Он протянул Элизе длинный плотный конверт, коротко поклонился и направился к выходу.

Проходя мимо, фон Раух снова бросил взгляд на портреты.

Элиза остро пожалела, что в руке нет пистолета. Очень хотелось выстрелить в затылок, точно в основание короткой косички его щегольской прически. Она и не знала, что может – вот так. Ярко, до мелочей представить звук выстрела и отдачу пистолета. Брызги крови и мозги разлетаются по стенам и попадают на портреты, становясь языческой жертвой прекрасным мертвым дамам… И фрейлины довольно улыбаются ей искусно прописанными лицами.

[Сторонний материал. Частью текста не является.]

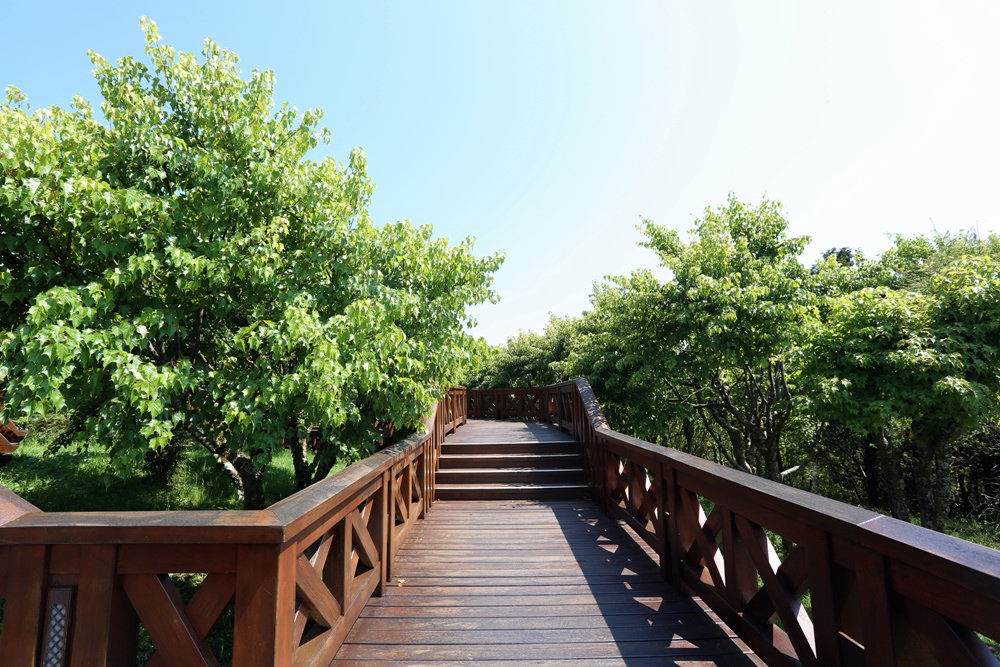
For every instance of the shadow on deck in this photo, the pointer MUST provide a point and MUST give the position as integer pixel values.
(501, 582)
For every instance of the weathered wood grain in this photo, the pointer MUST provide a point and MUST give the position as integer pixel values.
(529, 581)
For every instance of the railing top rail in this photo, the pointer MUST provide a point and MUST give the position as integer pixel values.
(23, 523)
(953, 559)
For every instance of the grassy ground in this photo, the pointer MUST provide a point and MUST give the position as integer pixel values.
(72, 480)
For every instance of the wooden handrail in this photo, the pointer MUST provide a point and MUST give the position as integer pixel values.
(77, 585)
(505, 403)
(881, 591)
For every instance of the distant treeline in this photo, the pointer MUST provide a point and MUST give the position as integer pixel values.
(871, 380)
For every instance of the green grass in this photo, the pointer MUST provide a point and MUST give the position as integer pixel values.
(79, 480)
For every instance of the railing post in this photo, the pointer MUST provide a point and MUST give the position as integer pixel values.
(673, 527)
(264, 605)
(383, 510)
(90, 641)
(26, 566)
(876, 614)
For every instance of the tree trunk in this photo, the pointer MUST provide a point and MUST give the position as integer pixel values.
(933, 483)
(894, 492)
(251, 482)
(869, 466)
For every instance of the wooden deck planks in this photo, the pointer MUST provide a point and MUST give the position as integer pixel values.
(532, 583)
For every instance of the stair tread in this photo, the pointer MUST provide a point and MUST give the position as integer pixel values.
(512, 455)
(510, 485)
(473, 471)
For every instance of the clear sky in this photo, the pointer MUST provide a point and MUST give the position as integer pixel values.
(548, 129)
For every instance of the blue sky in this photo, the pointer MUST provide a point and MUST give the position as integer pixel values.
(548, 129)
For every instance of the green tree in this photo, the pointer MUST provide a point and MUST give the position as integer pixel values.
(736, 306)
(184, 268)
(912, 372)
(529, 359)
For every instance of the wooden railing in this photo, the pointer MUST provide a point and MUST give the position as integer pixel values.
(77, 585)
(850, 587)
(505, 403)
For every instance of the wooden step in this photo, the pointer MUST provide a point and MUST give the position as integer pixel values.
(510, 475)
(511, 491)
(524, 447)
(507, 460)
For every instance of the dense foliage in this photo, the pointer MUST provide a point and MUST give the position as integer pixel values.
(873, 381)
(182, 268)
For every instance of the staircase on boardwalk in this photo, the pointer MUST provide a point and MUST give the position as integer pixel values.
(485, 460)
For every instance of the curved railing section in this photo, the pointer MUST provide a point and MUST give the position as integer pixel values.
(802, 579)
(77, 585)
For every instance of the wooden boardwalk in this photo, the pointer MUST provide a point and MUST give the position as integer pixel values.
(519, 582)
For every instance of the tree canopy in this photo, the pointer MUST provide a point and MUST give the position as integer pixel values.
(182, 266)
(860, 378)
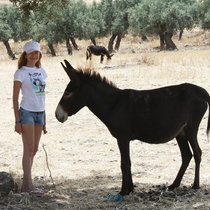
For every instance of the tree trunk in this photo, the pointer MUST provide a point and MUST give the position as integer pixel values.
(93, 41)
(9, 50)
(169, 43)
(166, 42)
(68, 46)
(52, 51)
(74, 43)
(111, 42)
(162, 42)
(144, 38)
(119, 38)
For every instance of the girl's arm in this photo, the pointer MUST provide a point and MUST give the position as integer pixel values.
(16, 91)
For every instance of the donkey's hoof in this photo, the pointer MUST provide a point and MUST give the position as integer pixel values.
(117, 198)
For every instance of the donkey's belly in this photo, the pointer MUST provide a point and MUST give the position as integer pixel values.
(159, 135)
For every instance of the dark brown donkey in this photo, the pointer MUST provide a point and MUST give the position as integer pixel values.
(97, 50)
(153, 116)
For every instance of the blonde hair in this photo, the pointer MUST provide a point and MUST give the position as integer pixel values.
(23, 61)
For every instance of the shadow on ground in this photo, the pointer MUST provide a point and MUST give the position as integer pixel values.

Фон Раух не обернулся, только чуть дернул головой, как будто на затылок сел надоедливый комар.

Секунд через десять после его ухода Элиза с трудом разжала сведенные судорогой пальцы, заломившие край конверта, и развернула уведомление.

На официальной бумаге не было ни слова о том, что теперь с Павлом Луниным. Гражданская казнь – это лишение дворянства, переломленная шпага над головой, и казненный становится никем. Это даже не смерть, мертвого можно вспоминать, его имя остается в сословных книгах, есть могила в фамильном склепе, есть день поминовения. После гражданской казни человек стирается целиком, не «был – и нет», а просто «нет». Так стерли старшего сына императрицы Изольды за попытку покушения на царственную матушку… Теперь и Павла Лунина стерли, как мел с доски.